Models and Providers
MultiRoute routes requests to many underlying AI models. To keep configuration simple and consistent, it uses two core concepts: providers and models.
This guide explains how to think about each and how to choose models for your workloads.
Providers
A provider is an upstream system that serves AI models. From MultiRoute’s perspective, a provider has:
- A set of supported models.
- Authentication and billing specifics.
- Operational characteristics such as reliability and latency.
You typically do not need to integrate with providers directly.
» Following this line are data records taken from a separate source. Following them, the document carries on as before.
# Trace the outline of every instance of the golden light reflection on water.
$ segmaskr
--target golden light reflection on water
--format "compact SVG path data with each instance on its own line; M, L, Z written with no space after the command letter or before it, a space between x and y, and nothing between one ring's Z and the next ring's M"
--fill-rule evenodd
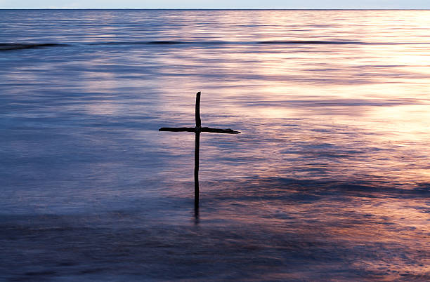
M242 134L202 134L202 228L180 234L193 246L219 262L273 260L266 278L429 277L430 12L128 11L129 25L89 13L55 38L81 45L11 53L0 70L10 195L24 179L19 201L37 213L120 202L126 219L133 199L171 253L143 233L131 249L189 253L160 222L188 222L194 135L157 129L192 126L201 90L202 125ZM160 203L171 206L149 210Z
Instead:
- You configure which providers are available to your project.
- MultiRoute handles authentication, routing, and error handling behind the
/v1API.
Models
A model is a specific capability exposed by a provider, such as a general-purpose chat model, a reasoning-oriented model, or an image generator.
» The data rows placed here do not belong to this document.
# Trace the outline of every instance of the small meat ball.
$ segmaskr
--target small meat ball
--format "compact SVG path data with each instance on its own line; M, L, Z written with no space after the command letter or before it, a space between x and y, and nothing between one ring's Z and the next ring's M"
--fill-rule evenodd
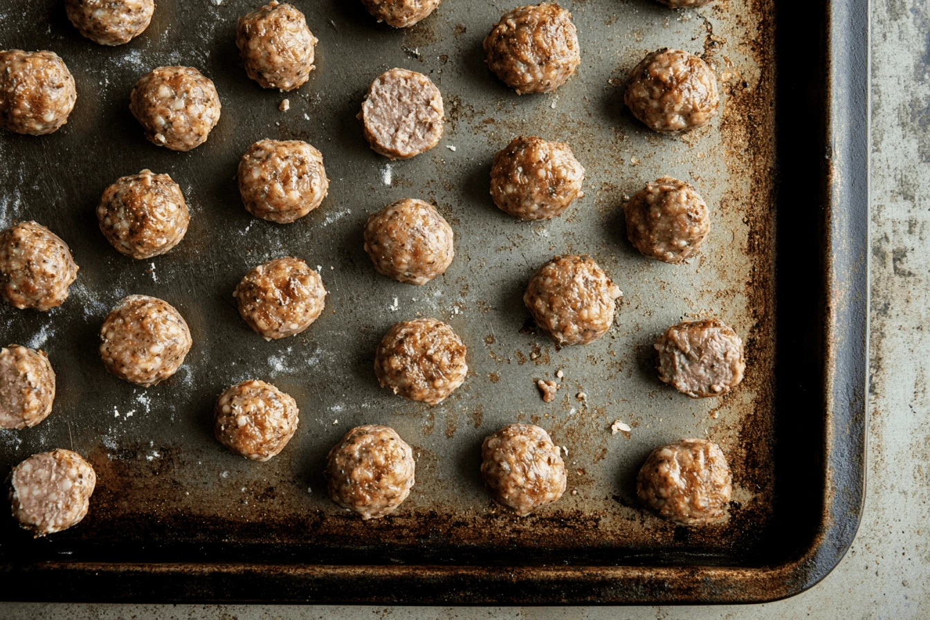
M34 427L52 413L55 371L45 351L0 349L0 429Z
M549 219L584 195L584 168L565 142L520 136L494 156L491 197L520 219Z
M266 340L297 336L323 312L326 289L299 258L275 258L242 279L232 297L239 314Z
M179 244L191 214L171 177L142 170L121 177L103 191L97 218L113 247L140 260L165 254Z
M694 54L663 47L630 73L623 100L655 131L690 131L711 122L720 107L717 77Z
M375 375L382 388L411 401L434 405L465 381L465 345L436 319L395 323L375 353Z
M717 319L672 325L656 350L658 378L691 398L722 396L743 380L743 341Z
M537 325L560 345L596 340L614 322L623 294L587 256L555 257L530 278L524 303Z
M158 67L136 83L129 110L150 142L190 151L206 141L219 120L219 96L193 67Z
M116 376L153 386L168 378L191 350L191 330L171 304L130 295L113 308L100 327L100 359Z
M81 34L101 46L119 46L149 27L153 0L65 0L68 19Z
M556 4L517 7L485 39L487 67L517 95L551 93L581 63L572 14Z
M55 52L0 51L0 127L44 136L74 109L74 77Z
M294 90L306 82L316 44L303 13L277 0L239 18L236 28L246 73L262 88Z
M565 492L565 464L549 433L512 424L485 439L481 477L494 499L520 517L551 504Z
M80 455L59 448L33 455L7 480L13 517L38 538L81 522L97 474Z
M297 430L297 402L270 383L243 381L217 401L213 431L220 443L253 461L267 461Z
M414 484L413 450L390 427L355 427L326 457L329 496L362 519L380 519L400 506Z
M452 241L452 227L439 212L412 198L388 204L365 225L365 251L378 272L411 284L425 284L448 269Z
M0 232L0 295L20 310L63 304L77 270L68 244L41 224L20 222Z
M392 69L368 86L359 118L375 152L388 159L409 159L439 143L444 113L443 96L430 78Z
M662 177L623 206L627 236L644 256L677 264L698 254L711 231L711 214L690 183Z
M706 525L724 516L733 492L720 446L683 439L653 450L636 477L636 495L658 516L682 525Z
M256 218L288 224L326 197L323 153L300 140L259 140L239 161L239 193Z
Models differ along multiple dimensions:
- Quality: How strong the model is at following instructions, reasoning, and generating high-quality outputs.
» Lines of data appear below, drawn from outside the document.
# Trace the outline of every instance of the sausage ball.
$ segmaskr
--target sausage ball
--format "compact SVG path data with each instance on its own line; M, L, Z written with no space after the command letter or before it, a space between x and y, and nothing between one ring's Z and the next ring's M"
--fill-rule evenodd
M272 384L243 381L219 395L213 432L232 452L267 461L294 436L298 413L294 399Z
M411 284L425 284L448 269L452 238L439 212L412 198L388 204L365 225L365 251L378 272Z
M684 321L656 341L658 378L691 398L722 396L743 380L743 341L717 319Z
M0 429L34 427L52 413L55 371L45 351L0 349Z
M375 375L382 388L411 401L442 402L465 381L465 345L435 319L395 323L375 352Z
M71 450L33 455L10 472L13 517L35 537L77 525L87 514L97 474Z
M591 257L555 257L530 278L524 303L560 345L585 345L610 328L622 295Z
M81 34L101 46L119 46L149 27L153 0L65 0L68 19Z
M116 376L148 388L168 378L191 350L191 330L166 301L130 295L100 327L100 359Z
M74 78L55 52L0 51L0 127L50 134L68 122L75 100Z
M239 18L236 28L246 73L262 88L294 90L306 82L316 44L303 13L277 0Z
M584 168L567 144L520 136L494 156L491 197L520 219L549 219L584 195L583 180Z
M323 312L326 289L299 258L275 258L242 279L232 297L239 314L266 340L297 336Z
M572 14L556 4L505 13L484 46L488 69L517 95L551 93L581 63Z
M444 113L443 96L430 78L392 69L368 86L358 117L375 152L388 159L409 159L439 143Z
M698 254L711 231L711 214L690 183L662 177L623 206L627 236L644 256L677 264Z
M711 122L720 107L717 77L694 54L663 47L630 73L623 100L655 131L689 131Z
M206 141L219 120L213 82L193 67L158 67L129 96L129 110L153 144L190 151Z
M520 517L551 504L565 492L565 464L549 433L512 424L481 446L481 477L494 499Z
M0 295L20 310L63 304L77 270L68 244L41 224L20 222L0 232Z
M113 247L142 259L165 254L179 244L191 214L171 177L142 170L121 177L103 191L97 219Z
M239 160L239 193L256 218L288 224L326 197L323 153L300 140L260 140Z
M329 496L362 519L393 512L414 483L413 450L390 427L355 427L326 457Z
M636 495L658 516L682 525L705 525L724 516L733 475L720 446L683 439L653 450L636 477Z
- Cost: How much each request or token costs.
- Latency: How quickly the model responds.
- Capabilities: For example, whether it supports tools, images, or long contexts.
MultiRoute represents models in a normalized way so you can configure routing policies without binding your application to a specific provider’s naming conventions.
Choosing Models: Tradeoffs
When selecting models for a project or routing profile, consider:
- Quality vs cost:
- Higher-quality models are often more expensive but may reduce the need for retries or post-processing.
- Lower-cost models can be ideal for high-volume or less critical use cases.
- Latency vs depth:
- Lower-latency models are better for interactive user interfaces.
- Slower, more capable models may be appropriate for offline or batch processing.
- Specialization:
- Some models are optimized for coding, structured outputs, or reasoning.
- Others are more general-purpose and suitable for a wide variety of tasks.
MultiRoute is designed to let you mix and match:
- Use a fast, cost-efficient model for most traffic.
- Route edge cases or high-value operations to more capable models.
- Introduce fallback models to absorb traffic during outages or spikes.
Organizing Models by Use Case
A practical way to think about models is by use case:
- General chat and assistants: For conversational interfaces, knowledge retrieval, and everyday tasks.
- Reasoning and complex workflows: For multi-step reasoning, planning, or tasks that require deeper understanding.
- Code and tooling: For code generation, refactoring, and tool-assisted workflows.
- Images and multimodal: For generating or understanding images and mixed text/image inputs.
The docs/models/index.md page provides a high-level catalog structure that can be filled in with specific models over time.
Binding Applications to Models
Your application can:
- Explicitly request a model when you need a particular behavior.
- Reference a routing profile that encapsulates a set of models and priorities, allowing the configuration to evolve without code changes.
The recommended pattern is:
- Use routing profiles and configuration for production workloads where you want flexibility over time.
- Use explicit models for experiments, benchmarks, or very specific behaviors.
This approach balances control with adaptability as new models become available.